La ausencia de una gestión pública eficaz se convierte en un pesado lastre para la economía en su conjunto, restando productividad al sistema. Si el Estado no renueva la infraestructura o construye nuevas rutas y puertos para posibilitar la salida de las exportaciones, se produce un menoscabo en el esfuerzo de inserción del país en un mundo altamente competitivo. El aparato público burocrático e ineficiente, que va superponiendo una regulación tras otra, como capas de pintura en una puerta vieja, crea obstáculos innecesarios a las iniciativas de los emprendedores privados. Por otro lado, las administraciones modernas adquieren mayor legitimidad cuando hacen una utilización racional y eficiente de los recursos que los ciudadanos, a través de los impuestos, ponen a su disposición. Por lo tanto, no será posible reducir el fenómeno de la evasión impositiva, tan instalado en nuestra cultura, si el Estado no ofrece la evidencia del uso racional de los recursos que sustrae al aparato productivo privado. De no conseguirlo, se frustra uno de los objetivos estratégicos de un gobierno moderno, que consiste en reducir los niveles de desigualdad social a través de un sistema fiscal inteligente, equilibrado y justo.
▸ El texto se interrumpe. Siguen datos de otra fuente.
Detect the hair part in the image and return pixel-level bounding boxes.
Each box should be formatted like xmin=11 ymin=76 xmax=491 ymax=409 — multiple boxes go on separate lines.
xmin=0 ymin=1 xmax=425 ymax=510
El problema de la tradicional inequidad de nuestro sistema se agrava cuando el Estado no ofrece, en condiciones de suficiencia y calidad, los servicios públicos de salud, educación y seguridad social integral. Los sectores sociales más humildes, que no tienen acceso a las prestaciones privadas de estos servicios, quedan socialmente rezagados y así se asiste lentamente a la formación de un país de peligrosas dualidades. Por consiguiente, la modernización de las administraciones públicas debería erigirse en la principal política de Estado, fruto del consenso entre todos o la mayoría de los partidos políticos. Sin embargo, nuestro sistema institucional de presidencialismo reforzado conspira contra esta posibilidad. Una vez que el candidato obtiene el premio mayor de la primera jefatura, la historia comprueba, en forma reiterada, que comienza el pago de los favores electorales.

 

 

Un programa alternativo

Las fuerzas políticas que se oponen al deseo de Milei de acabar con el Estado deberían confluir alrededor de un programa alternativo de modernización del Estado que sirva para fortalecerlo y hacerlo más eficaz. Cuando Sergio Massa anunció su programa electoral manifestó su voluntad de “liderar un gobierno de unidad nacional” y de inaugurar una etapa en la que primara el diálogo, la convivencia democrática y la búsqueda de consensos para resolver los problemas y desafíos que tenemos como país. Esa labor no debe ser abandonada como consecuencia del adverso resultado electoral. Debe ser asumida aún con mayor ahínco alrededor de unos pocos puntos programáticos que puedan ser compartidos por un amplio espectro de fuerzas progresistas que coincidan en la necesidad de defender el Estado de bienestar. Todos los procesos de modernización de la Administración pública que han tenido lugar en los países que conforman la Unión Europea fueron fruto de un acuerdo político. La Argentina demanda un acuerdo de similar calado, una política de Estado consensuada por los partidos políticos progresistas en la que asuman el compromiso público de defender el Estado del acoso ultraliberal, pero al mismo tiempo adopten la firme responsabilidad de modernizarlo para que nadie vuelva a cuestionar su legitimidad.